A riesgo de caer en generalizaciones, podemos identificar, a grandes rasgos, dos premisas que están presentes en estas experiencias de gobiernos de izquierda y progresistas: la primera, creer que puede cambiarse el sistema capitalista sólo desde el Ejecutivo y el Legislativo (ni tan siquiera desde todo el Estado, sino sólo desde la Presidencia y la Asamblea); y la segunda, plantearse y creerse que lo primero se puede hacer sin la participación protagónica, directa e integral del pueblo.
En cuanto a la primera premisa, el cambio de época a partir del final del mundo multipolar obligó a la izquierda revolucionaria a continuar su programa y estrategia por la vía política electoral, confluyendo con la socialdemocracia en el mismo campo luego de más de 70 años de haberse bifurcado sus caminos.
La continuidad del programa y estrategia de la izquierda se enfrentó a los candados de la democracia representativa impuesta a partir de la configuración unipolar de la política mundial, dirigida por el neoliberalismo imperante y la mano del gobierno de Estados Unidos. En esa coyuntura, la izquierda aprendió a manejar las reglas del juego de la democracia representativa, logró sortearlas y acceder al Legislativo y los gobiernos locales, y más tarde al Ejecutivo; pero el Estado se blinda para conjurar los intentos de transformación empujados por las fuerzas políticas transformadoras, y estas se ahogan al no contar con una correlación de fuerzas para enfrentar las artimañas de las clases dominantes; correlación que debe venir desde abajo para enfrentar a los poderes fácticos de la burguesía, como bien señala Isabel Rauber, intelectual y militante argentina.
En conclusión, la izquierda revolucionaria que aspira a superar el capitalismo debe hacerlo desde arriba, o sea, desde el Estado, y desde abajo, es decir, desde el pueblo. Esto no significa apartarse de la lucha electoral, sino que mantener un pie ahí y otro en la lucha popular.
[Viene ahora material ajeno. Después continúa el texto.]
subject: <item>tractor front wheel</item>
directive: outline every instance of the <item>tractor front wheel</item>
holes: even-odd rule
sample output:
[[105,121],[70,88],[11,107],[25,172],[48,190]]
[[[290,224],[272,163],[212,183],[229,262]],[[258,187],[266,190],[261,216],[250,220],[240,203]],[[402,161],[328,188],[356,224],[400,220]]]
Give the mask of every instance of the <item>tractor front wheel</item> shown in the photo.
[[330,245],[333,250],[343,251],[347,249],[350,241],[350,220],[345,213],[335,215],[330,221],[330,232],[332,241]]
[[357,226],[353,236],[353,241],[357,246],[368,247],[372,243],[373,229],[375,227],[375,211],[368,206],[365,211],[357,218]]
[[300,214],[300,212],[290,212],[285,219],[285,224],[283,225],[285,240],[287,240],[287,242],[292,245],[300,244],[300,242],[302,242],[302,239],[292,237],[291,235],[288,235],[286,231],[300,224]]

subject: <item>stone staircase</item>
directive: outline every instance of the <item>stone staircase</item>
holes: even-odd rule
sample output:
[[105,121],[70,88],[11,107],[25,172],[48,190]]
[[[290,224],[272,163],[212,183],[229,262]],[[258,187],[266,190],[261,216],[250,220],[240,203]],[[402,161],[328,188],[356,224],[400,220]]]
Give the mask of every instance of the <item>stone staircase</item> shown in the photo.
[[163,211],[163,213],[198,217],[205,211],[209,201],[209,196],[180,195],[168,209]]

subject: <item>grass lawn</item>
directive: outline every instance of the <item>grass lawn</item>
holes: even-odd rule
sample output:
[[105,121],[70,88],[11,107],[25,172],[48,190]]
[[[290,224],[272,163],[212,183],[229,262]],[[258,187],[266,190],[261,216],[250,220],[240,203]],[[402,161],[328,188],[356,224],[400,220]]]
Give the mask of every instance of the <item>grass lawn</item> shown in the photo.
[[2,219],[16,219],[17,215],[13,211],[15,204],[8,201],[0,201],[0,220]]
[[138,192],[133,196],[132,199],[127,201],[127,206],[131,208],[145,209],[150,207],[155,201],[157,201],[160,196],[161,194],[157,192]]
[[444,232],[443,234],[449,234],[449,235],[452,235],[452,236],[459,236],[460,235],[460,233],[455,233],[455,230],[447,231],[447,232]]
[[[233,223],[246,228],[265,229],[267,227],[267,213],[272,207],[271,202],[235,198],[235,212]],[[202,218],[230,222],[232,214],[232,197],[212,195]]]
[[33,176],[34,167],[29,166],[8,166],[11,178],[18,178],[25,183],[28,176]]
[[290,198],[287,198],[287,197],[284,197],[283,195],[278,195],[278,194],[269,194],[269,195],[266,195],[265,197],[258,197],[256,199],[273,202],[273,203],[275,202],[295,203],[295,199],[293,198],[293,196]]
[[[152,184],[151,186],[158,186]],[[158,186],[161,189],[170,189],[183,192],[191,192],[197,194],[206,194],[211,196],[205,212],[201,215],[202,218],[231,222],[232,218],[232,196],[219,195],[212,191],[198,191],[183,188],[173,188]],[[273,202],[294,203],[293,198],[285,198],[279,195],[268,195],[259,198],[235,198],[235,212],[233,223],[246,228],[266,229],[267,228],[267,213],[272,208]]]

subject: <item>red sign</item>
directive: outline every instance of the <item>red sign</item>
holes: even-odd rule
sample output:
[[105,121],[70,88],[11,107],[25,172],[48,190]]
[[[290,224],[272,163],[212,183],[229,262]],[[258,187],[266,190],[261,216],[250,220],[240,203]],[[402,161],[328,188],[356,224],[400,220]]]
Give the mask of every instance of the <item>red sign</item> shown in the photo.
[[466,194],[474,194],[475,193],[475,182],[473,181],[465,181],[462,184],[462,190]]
Y en cuanto a la segunda premisa, pensar y creer que puede cambiarse el capitalismo sin la participación protagónica y directa del pueblo, no es más que una ilusión, porque los grandes cambios sociales, las llamadas revoluciones sociales, no son obras de individuos, por muy brillantes que estos sean, o de partidos, sino de pueblos enteros, decididos resueltamente a cambiar de raíz la sociedad.
Lo que sí debemos asumir como rol de la izquierda, sea política o social, es la labor de organización, concientización y movilización de ese pueblo, no porque se atribuya el conocimiento de qué hacer, sino por la convicción que dentro del capitalismo no existe opción para este pueblo más que como mano de obra barata.
De ahí la urgente necesidad que la izquierda abrace y promueva la creación de otra lógica de poder y de democracia, donde los sectores explotados llamados pueblo sean participes efectivos y protagonistas de las decisiones de su destino, a diferencia de la democracia representativa, burguesa y elitista, que opera como cerrojo de los intereses de la clase explotadora y sustituye a los oprimidos de su derecho de decidir.
Y es urgente, porque también los mismos personeros de la democracia burguesa y neoliberal pretenden robarse de esa creación de la lucha popular, y financian una democracia participativa “sin colmillos”, sin capacidad de enfrentarse a los intereses de los explotadores.